Tribunal Administratif de Nantes — Décision N° TA44-2412737

mercredi 9 avril 2025

JuridictionTribunal Administratif de Nantes
SectionTribunal Administratif de Nantes
N° DossierTA44-2412737
TypeOrdonnance

Résumé IA

Le Tribunal administratif de Nantes a rejeté comme manifestement irrecevable la requête de M. D contestant le refus de délivrance d’un visa de long séjour par l’autorité consulaire française à Douala. La requête avait été présentée par Mme C, mandatée par M. D, mais celle-ci ne figure pas parmi les mandataires autorisés par l’article R. 431-2 du code de justice administrative (avocats). En application des articles R. 222-1, R. 431-2 et R. 431-5 du même code, cette irrecevabilité, non régularisable, a conduit au rejet de la requête.

Texte intégral

Vu la procédure suivante :

Par une requête, enregistrée le 14 août 2024, M. B D demande au tribunal :

1°) d'annuler la décision du 25 juillet 2024 par laquelle l'autorité consulaire française à Douala (Cameroun) a refusé de lui délivrer un visa de long séjour ;

2°) de mettre à la charge de l'Etat la somme de 1 500 euros au titre de l'article L. 761-1 du code de justice administrative.

Vu les autres pièces du dossier.

Vu le code de justice administrative.

Considérant ce qui suit :

1. Aux termes de l'article R. 222-1 du code de justice administrative : " Les présidents de tribunal administratif (), les premiers vice-présidents des tribunaux () et les présidents de formation de jugement des tribunaux () peuvent, par ordonnance : () / 4° Rejeter les requêtes manifestement irrecevables, lorsque la juridiction n'est pas tenue d'inviter leur auteur à les régulariser ou qu'elles n'ont pas été régularisées à l'expiration du délai imparti par une demande en ce sens () ".

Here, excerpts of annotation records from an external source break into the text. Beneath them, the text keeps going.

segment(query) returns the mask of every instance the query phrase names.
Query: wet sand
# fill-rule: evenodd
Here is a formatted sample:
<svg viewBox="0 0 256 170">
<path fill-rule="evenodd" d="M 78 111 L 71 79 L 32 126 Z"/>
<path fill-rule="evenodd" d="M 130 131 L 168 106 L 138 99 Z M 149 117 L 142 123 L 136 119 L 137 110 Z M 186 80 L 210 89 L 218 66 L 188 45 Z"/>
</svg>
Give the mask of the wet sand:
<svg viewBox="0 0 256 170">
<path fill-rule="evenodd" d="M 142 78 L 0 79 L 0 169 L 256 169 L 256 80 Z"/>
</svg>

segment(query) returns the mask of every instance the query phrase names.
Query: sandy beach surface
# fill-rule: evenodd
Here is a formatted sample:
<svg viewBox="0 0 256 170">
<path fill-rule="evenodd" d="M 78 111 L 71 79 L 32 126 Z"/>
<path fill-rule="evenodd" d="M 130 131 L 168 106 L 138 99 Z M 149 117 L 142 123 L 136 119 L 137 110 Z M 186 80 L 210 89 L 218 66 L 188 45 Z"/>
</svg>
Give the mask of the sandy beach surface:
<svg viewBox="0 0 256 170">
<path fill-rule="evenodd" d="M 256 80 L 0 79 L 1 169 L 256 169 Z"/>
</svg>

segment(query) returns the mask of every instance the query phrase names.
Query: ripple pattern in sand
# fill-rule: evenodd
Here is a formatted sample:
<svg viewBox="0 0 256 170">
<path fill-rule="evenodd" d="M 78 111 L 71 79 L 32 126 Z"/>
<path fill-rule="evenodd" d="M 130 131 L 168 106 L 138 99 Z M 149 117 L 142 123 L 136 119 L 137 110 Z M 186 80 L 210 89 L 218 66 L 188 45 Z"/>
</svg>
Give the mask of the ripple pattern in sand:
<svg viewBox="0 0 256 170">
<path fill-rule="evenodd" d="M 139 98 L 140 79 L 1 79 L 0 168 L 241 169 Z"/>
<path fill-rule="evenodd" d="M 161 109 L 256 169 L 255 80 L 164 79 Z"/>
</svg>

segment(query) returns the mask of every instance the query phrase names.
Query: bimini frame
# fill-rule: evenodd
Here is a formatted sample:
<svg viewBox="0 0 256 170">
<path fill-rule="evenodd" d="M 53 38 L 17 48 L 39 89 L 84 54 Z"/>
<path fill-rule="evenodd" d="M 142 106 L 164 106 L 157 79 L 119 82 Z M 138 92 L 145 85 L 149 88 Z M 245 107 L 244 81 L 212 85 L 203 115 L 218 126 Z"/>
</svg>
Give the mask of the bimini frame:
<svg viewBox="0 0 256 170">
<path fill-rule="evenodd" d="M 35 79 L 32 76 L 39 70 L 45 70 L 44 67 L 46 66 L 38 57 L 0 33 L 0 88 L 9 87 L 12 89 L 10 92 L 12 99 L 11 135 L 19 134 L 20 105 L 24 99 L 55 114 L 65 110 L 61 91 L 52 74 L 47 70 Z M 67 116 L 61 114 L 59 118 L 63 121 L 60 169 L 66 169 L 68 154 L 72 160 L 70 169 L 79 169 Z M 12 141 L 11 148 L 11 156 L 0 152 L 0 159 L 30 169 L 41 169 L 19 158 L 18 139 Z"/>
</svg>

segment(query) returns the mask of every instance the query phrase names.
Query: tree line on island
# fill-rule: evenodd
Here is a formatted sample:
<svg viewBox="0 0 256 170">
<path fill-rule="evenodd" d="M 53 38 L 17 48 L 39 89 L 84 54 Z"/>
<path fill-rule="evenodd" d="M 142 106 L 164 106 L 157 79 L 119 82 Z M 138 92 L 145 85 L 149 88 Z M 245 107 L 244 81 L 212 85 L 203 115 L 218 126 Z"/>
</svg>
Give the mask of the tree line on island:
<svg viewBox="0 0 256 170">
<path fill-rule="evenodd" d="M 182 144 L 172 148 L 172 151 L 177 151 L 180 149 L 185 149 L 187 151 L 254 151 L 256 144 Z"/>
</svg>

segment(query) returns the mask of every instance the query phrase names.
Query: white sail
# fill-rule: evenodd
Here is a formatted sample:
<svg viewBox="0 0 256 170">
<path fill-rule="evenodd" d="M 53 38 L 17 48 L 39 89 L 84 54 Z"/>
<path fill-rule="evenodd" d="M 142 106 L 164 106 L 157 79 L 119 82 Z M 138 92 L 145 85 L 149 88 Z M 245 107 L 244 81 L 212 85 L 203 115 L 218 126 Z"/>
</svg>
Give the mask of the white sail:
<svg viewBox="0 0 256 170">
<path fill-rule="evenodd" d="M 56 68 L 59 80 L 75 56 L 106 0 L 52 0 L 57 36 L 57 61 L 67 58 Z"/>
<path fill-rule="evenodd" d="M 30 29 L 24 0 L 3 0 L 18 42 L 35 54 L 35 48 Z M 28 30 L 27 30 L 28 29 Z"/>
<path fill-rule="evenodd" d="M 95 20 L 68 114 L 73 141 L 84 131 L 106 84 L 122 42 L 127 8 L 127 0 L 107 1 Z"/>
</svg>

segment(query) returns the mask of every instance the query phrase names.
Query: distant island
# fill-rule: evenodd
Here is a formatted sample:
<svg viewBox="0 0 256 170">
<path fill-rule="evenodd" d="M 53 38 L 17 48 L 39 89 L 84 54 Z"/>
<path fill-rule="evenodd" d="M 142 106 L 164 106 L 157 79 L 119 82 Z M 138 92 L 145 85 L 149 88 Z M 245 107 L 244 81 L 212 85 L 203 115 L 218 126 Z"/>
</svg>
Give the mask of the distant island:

2. Aux termes de l'article R. 431-2 du code de justice administrative : " Les requêtes et les mémoires doivent, à peine d'irrecevabilité, être présentés soit par un avocat, soit par un avocat au Conseil d'Etat et à la Cour de cassation, lorsque les conclusions de la demande tendent au paiement d'une somme d'argent, à la décharge ou à la réduction de sommes dont le paiement est réclamé au requérant ou à la solution d'un litige né de l'exécution d'un contrat. () ". Aux termes de l'article R. 431-4 du même code : " Dans les affaires où ne s'appliquent pas les dispositions de l'article R. 431-2, les requêtes et les mémoires doivent être signés par leur auteur () ". Enfin, selon l'article R. 431-5 de ce code : " Les parties peuvent également se faire représenter : / 1° Par l'un des mandataires mentionnés à l'article R. 431-2 ; () ".

3. La présente requête a été présentée par Mme A C, mandatée par M. D pour le représenter par un acte enregistré le même jour que cette requête. Toutefois, les dispositions de l'article R. 431-5 du code de justice administrative ne permettent pas à une partie de se faire représenter par un mandataire autre que l'un de ceux mentionnés à l'article R. 431-2 du même code. Mme A C, qui ne fait pas partie des mandataires mentionnés à cet article R. 431-2, ne peut, en conséquence, agir au nom de M. D. Ainsi, cette requête est entachée d'une irrecevabilité manifeste qui n'est pas susceptible d'être régularisée. Elle ne peut, par suite, qu'être rejetée.

O R D O N N E :

Article 1er : La requête de M. D est rejetée.

Article 2 : La présente ordonnance sera notifiée à M. B D.

Fait à Nantes, le 9 avril 2025.

La présidente,

Claire Chauvet

La République mande et ordonne au ministre d'Etat, ministre de l'intérieur, en ce qui le concerne ou à tous commissaires de justice à ce requis en ce qui concerne les voies de droit commun contre les parties privées, de pourvoir à l'exécution de la présente décision.